Adélékè is both a surname and a given name of Yoruba origin, meaning "the crown or royalty triumphs". Notable people with the name include:

 Davido (David Adedeji Adeleke, born 1992),  Nigerian singer, songwriter and record producer
 Isiaka Adeleke (1955–2017), Nigerian politician
 Ademola Adeleke (born 1960), Nigerian politician
 Adedeji Adeleke (born 1957) president of Adeleke University.
 Kenny Adeleke (born 1983), Nigerian basketball player
 Adeleke Mamora (born 1953), Nigerian politician
 Seyi Adeleke (born 1991), Nigerian footballer

Adélékè is a popular Yoruba name, similar to that of Johnson or Jones or Smith with Caucasians or Europeans.

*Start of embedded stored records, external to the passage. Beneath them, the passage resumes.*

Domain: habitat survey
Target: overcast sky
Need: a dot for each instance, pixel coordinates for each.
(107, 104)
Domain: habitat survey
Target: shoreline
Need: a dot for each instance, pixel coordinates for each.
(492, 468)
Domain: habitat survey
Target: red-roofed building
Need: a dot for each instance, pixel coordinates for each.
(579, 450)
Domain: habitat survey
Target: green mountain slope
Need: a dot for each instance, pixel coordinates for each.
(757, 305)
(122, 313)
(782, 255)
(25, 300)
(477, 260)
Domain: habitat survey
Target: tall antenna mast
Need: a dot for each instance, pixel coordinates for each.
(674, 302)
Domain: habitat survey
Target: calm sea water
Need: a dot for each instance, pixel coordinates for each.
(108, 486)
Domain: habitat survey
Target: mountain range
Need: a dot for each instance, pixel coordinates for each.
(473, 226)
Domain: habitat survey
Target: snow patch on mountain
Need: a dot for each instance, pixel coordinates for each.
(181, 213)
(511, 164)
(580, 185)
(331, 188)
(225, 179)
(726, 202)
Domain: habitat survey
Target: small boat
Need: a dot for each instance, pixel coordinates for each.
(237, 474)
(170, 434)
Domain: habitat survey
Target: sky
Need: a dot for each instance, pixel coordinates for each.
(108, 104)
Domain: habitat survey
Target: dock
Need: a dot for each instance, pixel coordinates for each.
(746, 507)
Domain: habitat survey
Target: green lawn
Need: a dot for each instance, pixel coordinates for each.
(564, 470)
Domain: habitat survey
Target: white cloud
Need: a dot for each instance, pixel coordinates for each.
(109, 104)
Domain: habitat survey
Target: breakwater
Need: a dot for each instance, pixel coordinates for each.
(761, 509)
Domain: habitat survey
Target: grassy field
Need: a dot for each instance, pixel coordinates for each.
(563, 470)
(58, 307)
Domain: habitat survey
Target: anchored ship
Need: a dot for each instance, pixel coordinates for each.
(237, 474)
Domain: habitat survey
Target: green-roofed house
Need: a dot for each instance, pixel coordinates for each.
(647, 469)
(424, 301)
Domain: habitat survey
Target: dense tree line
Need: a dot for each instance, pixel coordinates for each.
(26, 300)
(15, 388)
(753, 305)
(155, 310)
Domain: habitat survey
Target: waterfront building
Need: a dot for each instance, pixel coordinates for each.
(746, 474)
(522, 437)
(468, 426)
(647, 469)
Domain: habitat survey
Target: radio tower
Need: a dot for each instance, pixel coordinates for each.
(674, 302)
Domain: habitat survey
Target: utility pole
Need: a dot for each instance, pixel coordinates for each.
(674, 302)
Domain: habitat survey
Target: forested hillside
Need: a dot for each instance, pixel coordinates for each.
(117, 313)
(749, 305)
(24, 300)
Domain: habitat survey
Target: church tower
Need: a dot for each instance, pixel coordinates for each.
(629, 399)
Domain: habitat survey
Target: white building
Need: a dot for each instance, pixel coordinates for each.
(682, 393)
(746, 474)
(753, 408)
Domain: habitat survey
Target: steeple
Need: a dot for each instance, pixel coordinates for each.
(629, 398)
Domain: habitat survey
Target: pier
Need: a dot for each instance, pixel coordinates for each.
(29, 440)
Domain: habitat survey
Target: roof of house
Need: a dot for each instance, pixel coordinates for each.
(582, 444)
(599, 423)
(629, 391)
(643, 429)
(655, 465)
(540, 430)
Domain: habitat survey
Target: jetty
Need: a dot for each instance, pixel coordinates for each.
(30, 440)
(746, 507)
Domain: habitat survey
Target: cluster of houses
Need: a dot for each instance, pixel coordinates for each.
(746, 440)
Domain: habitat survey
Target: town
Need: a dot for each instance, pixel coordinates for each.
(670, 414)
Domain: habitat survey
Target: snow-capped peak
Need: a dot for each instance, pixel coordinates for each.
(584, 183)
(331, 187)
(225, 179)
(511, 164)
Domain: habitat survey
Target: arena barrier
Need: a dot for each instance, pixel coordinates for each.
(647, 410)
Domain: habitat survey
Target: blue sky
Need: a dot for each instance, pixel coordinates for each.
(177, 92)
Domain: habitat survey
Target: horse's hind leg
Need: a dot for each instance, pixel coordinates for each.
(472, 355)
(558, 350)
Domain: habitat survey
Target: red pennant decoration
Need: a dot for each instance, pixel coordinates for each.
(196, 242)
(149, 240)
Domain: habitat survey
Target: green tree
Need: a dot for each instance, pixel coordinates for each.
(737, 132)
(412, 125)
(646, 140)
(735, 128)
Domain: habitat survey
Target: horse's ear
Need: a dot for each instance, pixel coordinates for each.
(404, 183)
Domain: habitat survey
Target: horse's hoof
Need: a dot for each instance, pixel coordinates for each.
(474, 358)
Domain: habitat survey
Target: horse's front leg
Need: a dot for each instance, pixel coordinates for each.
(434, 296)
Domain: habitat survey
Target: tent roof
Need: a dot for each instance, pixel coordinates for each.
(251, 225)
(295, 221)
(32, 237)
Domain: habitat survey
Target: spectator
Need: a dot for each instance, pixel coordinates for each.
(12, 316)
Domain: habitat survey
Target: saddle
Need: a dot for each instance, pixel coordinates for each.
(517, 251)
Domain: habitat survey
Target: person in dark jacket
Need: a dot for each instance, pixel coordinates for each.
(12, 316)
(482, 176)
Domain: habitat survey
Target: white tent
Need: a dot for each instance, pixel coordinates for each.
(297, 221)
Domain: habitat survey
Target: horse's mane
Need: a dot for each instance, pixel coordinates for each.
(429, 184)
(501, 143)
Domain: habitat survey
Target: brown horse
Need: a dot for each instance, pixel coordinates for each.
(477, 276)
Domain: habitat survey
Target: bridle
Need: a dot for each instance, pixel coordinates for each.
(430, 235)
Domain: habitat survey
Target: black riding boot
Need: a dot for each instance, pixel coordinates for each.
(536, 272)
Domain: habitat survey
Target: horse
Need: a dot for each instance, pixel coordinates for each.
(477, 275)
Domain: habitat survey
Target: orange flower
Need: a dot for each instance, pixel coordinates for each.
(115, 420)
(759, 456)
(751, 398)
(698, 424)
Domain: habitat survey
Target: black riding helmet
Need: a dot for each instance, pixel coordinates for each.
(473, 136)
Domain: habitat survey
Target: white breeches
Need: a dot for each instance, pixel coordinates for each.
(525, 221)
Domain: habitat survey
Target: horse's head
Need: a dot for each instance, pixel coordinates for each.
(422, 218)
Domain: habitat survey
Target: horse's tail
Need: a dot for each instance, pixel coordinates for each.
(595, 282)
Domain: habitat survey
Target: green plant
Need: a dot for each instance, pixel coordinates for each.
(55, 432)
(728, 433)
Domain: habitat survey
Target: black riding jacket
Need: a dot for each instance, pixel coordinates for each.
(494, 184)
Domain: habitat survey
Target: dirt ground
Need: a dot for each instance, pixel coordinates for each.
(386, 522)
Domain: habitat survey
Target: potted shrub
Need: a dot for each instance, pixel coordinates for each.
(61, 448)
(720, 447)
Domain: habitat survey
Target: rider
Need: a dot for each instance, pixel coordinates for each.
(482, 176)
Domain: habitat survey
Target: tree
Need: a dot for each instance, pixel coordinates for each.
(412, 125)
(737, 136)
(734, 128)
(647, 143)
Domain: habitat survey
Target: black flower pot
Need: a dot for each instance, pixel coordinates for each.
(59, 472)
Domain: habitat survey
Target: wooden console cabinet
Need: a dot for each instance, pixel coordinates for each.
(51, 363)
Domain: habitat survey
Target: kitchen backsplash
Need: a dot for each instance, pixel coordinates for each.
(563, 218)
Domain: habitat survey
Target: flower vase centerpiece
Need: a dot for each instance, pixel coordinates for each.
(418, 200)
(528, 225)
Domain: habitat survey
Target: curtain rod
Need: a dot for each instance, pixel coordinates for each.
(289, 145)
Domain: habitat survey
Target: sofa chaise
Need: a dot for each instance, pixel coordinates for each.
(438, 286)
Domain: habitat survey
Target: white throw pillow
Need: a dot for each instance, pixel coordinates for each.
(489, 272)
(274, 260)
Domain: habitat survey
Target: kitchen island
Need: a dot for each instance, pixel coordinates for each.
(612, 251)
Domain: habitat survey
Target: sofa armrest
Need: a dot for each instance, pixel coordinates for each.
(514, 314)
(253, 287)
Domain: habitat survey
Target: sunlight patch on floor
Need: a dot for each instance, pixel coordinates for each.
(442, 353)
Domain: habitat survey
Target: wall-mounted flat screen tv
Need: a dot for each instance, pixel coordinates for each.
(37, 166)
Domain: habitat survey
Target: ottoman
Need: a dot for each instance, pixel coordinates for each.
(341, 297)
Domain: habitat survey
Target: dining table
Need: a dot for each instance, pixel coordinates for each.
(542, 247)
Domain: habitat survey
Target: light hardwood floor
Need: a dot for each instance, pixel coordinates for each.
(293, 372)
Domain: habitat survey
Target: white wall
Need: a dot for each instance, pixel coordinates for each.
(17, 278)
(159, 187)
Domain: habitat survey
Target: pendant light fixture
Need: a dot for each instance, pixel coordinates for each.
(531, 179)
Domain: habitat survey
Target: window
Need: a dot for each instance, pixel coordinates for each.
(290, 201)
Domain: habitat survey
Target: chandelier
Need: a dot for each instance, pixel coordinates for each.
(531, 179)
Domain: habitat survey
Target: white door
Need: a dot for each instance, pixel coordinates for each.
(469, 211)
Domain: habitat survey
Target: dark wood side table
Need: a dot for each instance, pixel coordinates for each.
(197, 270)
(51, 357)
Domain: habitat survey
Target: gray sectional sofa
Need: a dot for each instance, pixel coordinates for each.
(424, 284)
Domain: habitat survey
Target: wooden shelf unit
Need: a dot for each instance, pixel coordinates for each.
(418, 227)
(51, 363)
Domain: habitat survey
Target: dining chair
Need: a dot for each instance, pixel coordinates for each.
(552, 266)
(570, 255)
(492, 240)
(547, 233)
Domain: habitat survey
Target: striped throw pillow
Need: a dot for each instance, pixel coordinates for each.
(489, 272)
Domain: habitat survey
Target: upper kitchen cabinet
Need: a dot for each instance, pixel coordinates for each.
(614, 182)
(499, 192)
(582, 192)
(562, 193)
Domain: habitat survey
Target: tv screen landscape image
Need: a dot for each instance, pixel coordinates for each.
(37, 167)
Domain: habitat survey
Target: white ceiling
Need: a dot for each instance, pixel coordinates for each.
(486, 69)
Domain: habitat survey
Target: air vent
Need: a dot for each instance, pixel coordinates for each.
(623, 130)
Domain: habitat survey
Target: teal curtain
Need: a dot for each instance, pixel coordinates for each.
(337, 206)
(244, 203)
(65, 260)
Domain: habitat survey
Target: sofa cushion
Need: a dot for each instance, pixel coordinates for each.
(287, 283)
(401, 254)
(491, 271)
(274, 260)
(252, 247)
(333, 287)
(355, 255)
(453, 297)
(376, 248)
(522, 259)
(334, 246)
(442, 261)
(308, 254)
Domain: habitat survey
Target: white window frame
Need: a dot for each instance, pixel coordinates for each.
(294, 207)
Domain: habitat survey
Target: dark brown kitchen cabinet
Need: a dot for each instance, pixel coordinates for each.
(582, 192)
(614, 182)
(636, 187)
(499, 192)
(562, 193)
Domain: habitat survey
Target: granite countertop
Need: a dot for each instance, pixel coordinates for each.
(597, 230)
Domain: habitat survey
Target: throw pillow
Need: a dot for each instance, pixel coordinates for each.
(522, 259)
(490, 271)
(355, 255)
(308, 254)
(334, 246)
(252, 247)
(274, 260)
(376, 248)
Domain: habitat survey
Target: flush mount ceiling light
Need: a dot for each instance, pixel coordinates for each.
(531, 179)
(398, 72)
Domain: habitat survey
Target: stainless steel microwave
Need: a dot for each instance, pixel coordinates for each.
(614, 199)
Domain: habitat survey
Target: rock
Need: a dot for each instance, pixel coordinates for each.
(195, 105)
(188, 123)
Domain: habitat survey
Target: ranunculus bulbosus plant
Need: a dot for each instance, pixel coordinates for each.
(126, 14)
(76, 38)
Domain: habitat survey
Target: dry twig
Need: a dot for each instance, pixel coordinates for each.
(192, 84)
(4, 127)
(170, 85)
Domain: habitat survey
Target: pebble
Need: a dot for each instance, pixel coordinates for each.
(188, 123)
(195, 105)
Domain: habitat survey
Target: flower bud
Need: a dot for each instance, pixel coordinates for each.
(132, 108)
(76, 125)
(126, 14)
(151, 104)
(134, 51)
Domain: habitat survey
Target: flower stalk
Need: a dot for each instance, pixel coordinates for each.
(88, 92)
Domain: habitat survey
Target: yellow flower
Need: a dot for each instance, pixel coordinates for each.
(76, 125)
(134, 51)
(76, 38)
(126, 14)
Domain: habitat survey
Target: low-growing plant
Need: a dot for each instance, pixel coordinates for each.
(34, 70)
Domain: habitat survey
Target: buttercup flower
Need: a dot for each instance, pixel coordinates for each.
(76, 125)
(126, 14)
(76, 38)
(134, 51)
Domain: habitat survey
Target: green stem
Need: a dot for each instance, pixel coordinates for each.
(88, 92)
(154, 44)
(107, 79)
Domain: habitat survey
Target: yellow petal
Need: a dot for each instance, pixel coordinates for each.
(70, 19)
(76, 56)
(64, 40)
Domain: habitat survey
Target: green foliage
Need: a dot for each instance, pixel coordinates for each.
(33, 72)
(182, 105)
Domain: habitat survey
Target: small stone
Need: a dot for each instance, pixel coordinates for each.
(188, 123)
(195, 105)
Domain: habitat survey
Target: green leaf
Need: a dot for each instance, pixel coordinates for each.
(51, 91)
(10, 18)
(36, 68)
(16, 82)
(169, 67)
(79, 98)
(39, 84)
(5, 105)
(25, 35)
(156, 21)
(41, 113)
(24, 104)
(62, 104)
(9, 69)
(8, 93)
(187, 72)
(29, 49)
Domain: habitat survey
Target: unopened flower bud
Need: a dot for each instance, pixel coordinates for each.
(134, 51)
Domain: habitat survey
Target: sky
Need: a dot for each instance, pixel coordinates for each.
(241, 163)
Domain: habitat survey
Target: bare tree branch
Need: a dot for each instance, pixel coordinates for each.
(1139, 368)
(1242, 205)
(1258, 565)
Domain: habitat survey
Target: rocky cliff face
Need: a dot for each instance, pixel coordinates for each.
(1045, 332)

The name Adélékè actually tells a story of what circumstances arose, in order for triumph to occur. Simply put: Adélékè is "the home of the Crown of Crowns, that sojourned, fought and won wars and battles through logical strategy, attention to detail and determination. Adélékè studies others, understanding their strengths and weaknesses, taking these into consideration, in order to win the war/battle. Upon completion of this task, the Crown returns home from battles and wars, all is still well." 

The Yorùbá people are mostly associated by state, meaning that an Adélékè in Abuja state might not be related to an Adélékè in Lagos state; just as Boris Johnson is not necessarily related to Magic Johnson.